Sometimes the only way to make progress is to leave something behind.
With attackers constantly probing networks, smart IT managers know that performing security audits once a year isn’t enough. Best practices now call for continuous monitoring to obtain an up-to-the-minute view into networks and systems.
Vulnerability analyzers provide independent information about network traffic and link this information to knowledge bases showing real and potential vulnerabilities.
Security pros can choose from two complementary vulnerability analysis techniques: active scanning and passive scanning. Active scanning tries to connect to every IP address on a network and determine open TCP/IP ports, application version information and device vulnerabilities. On the other hand, passive scanning uses one or more network taps to see which systems are actually communicating and which apps are actually running.
The two techniques often are used together. For example, when a passive scanner detects a new system, it can launch an active scan of the system to gather more information about network apps that may be running, but unused.
Many manufacturers, including eEye, McAfee and Tenable, sell active vulnerability scanners or scanner signatures. Passive scanning is a new technology that presents fewer options, but choices include Tenable and Sourcefire. Here are some guidelines for choosing when and how to use active and passive scanning.
“Credentialed scanning,” which gives the vulnerability analyzer a username or SSH key to log on to each system, is a necessary part of active scanning. Together, these techniques provide a view of systems, operating system and application versions. They highlight out-of-date applications, missing patches and potential misconfigurations that could lead to security vulnerabilities.

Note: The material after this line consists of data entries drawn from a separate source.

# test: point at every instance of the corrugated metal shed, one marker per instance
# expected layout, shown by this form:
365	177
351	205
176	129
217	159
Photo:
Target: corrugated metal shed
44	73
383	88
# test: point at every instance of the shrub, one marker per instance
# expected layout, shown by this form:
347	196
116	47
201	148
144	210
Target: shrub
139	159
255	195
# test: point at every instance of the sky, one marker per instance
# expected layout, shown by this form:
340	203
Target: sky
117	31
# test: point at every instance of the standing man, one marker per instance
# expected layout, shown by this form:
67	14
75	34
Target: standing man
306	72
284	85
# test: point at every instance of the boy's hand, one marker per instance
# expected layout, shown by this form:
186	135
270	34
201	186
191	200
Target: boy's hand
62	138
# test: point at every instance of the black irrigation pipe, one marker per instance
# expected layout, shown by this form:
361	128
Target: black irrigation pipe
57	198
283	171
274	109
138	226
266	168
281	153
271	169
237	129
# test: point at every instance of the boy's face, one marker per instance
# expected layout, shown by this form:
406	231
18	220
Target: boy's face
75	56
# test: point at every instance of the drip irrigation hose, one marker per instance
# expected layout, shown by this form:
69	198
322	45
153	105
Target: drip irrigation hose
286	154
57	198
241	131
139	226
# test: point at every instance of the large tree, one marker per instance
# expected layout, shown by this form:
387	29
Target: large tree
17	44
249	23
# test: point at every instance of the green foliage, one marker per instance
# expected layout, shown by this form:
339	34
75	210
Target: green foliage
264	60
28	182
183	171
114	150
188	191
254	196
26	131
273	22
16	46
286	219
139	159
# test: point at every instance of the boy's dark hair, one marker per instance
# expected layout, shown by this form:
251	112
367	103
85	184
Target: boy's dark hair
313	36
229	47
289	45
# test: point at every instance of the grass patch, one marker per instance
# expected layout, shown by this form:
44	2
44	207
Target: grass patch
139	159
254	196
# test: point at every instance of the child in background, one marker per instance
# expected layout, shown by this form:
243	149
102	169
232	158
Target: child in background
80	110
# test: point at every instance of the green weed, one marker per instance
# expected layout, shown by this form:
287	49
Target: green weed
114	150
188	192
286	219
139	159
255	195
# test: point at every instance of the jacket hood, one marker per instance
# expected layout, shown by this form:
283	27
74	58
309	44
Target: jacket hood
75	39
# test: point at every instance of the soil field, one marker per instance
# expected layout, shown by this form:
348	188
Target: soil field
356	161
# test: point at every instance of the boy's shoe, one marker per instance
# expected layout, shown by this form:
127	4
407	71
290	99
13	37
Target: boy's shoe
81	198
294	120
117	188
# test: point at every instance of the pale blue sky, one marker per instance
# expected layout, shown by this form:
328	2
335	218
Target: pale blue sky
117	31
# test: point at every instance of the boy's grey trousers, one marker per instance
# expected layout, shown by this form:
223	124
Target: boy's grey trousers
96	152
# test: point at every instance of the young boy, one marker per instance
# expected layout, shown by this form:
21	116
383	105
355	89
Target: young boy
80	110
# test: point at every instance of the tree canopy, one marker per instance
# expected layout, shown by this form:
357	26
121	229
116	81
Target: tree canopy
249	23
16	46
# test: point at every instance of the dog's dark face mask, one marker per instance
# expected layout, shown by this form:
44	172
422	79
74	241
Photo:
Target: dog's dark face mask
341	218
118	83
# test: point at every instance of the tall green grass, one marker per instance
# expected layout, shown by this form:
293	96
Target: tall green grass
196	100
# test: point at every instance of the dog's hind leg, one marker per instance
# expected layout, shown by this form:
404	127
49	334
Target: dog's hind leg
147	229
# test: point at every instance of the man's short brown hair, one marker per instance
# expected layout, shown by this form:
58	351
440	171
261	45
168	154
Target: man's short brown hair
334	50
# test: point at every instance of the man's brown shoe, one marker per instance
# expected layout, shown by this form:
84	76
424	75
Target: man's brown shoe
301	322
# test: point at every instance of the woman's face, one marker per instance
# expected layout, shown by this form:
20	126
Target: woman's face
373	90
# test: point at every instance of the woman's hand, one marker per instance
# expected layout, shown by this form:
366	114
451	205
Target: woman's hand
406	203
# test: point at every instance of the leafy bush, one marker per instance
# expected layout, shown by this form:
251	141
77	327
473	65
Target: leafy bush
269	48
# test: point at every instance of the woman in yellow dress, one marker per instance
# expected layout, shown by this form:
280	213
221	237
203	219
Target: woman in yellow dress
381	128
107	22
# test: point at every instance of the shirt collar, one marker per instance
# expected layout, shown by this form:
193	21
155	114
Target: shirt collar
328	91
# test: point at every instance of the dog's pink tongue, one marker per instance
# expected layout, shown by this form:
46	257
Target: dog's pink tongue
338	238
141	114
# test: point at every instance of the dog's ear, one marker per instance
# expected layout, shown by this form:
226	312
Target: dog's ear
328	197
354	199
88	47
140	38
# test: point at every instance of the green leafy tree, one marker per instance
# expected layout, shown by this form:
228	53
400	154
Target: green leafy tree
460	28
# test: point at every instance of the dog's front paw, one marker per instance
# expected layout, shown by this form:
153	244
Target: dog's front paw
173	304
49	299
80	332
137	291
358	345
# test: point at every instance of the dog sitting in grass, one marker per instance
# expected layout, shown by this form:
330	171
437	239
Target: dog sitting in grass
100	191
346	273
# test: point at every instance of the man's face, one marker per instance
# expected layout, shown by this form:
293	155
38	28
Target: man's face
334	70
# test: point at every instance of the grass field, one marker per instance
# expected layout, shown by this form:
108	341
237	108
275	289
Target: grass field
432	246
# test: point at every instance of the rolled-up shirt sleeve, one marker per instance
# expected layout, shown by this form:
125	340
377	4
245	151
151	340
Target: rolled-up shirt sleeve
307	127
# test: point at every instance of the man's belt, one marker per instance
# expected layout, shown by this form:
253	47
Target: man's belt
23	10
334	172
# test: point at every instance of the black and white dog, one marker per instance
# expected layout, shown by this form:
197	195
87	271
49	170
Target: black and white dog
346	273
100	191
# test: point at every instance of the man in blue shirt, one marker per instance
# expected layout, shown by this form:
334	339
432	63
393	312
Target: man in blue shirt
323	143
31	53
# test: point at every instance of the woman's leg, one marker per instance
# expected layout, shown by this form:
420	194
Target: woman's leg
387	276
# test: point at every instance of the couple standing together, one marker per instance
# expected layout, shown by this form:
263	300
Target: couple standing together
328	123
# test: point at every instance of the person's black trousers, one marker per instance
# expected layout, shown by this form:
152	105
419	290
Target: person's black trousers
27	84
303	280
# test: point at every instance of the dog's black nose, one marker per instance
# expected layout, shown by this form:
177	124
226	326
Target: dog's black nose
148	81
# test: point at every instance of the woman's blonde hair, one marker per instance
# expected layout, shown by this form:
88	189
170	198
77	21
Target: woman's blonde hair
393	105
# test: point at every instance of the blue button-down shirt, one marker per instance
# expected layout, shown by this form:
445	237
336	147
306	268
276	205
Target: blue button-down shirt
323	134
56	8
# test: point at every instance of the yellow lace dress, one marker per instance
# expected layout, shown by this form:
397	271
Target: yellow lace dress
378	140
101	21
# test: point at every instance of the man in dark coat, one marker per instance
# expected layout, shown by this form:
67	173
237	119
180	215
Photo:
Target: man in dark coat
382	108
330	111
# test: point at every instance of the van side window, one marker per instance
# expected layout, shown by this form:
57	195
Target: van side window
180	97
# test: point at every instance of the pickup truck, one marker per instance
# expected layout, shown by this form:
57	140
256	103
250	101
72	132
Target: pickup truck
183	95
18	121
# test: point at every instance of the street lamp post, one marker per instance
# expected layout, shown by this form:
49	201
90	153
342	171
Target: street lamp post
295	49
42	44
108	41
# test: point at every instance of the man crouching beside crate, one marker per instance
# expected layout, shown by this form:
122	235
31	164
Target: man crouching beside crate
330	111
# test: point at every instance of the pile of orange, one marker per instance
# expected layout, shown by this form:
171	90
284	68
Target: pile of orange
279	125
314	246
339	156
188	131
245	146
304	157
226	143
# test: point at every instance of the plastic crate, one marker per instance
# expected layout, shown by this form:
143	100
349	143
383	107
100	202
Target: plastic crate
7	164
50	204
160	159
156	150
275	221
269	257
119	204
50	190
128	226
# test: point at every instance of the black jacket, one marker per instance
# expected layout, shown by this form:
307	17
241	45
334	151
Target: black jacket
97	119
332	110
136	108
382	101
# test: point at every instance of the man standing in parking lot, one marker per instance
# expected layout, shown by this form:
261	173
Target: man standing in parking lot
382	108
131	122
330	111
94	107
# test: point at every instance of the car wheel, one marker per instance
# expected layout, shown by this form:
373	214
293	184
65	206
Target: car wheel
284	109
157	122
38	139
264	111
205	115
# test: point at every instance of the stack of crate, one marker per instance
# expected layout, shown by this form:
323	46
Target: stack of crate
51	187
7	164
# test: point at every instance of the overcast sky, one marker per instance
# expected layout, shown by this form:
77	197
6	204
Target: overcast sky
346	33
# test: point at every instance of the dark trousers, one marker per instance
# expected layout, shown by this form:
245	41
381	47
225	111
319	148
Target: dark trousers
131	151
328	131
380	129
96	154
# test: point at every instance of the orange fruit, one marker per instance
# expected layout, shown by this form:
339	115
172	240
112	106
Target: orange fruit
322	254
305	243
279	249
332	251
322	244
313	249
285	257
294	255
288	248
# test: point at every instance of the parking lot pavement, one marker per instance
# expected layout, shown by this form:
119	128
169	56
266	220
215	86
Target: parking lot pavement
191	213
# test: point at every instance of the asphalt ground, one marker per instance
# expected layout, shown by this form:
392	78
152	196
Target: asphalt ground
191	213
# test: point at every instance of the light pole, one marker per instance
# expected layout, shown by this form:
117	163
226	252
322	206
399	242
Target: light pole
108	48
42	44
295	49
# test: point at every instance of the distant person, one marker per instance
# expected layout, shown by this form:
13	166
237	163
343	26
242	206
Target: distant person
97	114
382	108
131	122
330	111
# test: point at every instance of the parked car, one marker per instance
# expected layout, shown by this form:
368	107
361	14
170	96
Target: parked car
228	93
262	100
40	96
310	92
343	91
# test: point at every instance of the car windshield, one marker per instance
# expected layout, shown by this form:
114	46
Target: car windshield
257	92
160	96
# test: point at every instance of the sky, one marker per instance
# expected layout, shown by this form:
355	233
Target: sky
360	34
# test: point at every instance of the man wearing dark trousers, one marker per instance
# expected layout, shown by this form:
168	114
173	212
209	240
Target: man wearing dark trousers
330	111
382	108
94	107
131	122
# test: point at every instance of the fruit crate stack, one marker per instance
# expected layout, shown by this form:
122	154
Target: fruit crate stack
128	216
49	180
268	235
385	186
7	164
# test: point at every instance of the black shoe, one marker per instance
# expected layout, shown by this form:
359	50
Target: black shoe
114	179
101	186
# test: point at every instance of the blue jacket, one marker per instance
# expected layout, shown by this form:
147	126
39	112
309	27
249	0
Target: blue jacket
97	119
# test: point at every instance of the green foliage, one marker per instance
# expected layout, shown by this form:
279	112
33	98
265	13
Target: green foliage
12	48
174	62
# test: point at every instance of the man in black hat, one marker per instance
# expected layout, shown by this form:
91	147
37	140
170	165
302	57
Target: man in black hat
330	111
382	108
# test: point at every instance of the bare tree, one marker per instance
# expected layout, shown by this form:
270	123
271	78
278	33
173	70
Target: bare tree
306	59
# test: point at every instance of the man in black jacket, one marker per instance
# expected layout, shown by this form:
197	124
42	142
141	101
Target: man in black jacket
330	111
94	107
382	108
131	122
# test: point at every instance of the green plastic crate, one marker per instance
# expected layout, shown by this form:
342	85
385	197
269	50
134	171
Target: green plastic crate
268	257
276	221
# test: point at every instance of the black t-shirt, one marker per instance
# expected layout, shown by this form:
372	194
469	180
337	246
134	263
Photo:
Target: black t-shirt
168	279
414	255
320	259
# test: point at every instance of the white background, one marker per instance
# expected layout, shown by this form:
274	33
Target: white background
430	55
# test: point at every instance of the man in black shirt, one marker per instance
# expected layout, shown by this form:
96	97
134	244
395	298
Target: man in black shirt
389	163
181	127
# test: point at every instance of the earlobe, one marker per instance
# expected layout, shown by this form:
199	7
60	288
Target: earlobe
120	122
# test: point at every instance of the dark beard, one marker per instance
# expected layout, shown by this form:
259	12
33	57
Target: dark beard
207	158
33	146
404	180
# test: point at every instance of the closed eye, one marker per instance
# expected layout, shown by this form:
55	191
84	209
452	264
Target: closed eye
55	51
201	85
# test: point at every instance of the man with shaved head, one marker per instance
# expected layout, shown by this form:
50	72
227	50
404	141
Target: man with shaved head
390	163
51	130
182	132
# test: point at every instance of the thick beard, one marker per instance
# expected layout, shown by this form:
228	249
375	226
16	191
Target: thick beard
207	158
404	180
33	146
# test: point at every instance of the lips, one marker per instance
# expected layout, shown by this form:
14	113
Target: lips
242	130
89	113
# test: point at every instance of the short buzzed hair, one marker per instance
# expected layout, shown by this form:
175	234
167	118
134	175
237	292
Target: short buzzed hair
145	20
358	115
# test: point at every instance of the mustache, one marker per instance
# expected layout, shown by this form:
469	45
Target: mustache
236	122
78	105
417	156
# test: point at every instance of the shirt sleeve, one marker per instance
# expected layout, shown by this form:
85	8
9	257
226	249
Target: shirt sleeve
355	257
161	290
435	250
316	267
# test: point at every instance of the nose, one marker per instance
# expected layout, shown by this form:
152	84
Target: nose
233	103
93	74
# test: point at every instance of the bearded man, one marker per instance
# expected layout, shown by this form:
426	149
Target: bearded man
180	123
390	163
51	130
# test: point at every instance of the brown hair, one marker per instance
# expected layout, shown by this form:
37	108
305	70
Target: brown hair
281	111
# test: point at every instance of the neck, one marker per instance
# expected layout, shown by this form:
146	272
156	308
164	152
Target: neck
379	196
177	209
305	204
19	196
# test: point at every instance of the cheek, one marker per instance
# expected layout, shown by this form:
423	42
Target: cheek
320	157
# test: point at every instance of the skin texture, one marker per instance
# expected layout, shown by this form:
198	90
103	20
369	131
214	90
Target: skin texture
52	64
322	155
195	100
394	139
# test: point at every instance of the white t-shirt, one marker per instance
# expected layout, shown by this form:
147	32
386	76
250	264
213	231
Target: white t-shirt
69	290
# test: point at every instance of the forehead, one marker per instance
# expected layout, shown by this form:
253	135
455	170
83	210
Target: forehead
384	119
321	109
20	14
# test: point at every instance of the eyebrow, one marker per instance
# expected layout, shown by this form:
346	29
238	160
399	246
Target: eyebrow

Vulnerability analysis based on active scanning is only as accurate as the frequency of the scans, while passive scanning instantly identifies new systems and new active apps, as well as some version information. Discoveries made by passive scanners should update the same database as active scanners to build the most complete picture.
Firewalls are easy to misconfigure, and their policies become out of date very quickly. Scans outside the firewall provide “third party” knowledge of what is alive and able to respond across the Internet. Hackers constantly scan organizational networks anyway; self-scanning just helps to level the playing field a little.
With mobile devices popping up every few seconds and green eco-conscious users preferring to turn systems off at night, there is little point in actively scanning user networks. Passive scanning can help track devices across subnets, and also responds instantly to user-installed (or malware-installed) applications that begin chatting across the network.
This is an area where vulnerability analysis and intrusion detection/prevention begin to overlap. Several network access control products already include both passive and active scanners to discover new user network devices.
Network managers planning to move to IPv6 should be aware that active scanning of IPv6 subnets is impossible. A typical IPv6 subnet is 16 million times larger than a typical IPv4 subnet, so any plans for IPv6 support may require a rethinking of vulnerability scanning strategy. “Black box” networks, which are invisible to vulnerability scanners, also are becoming big issues.
As more and more individual hosts and servers have their own firewall capability enabled, vulnerability scanners without credentials quickly lose effectiveness. Additional techniques, such as passive scanning, careful attention to application firewall logs and security information/event monitoring are needed to maintain security visibility.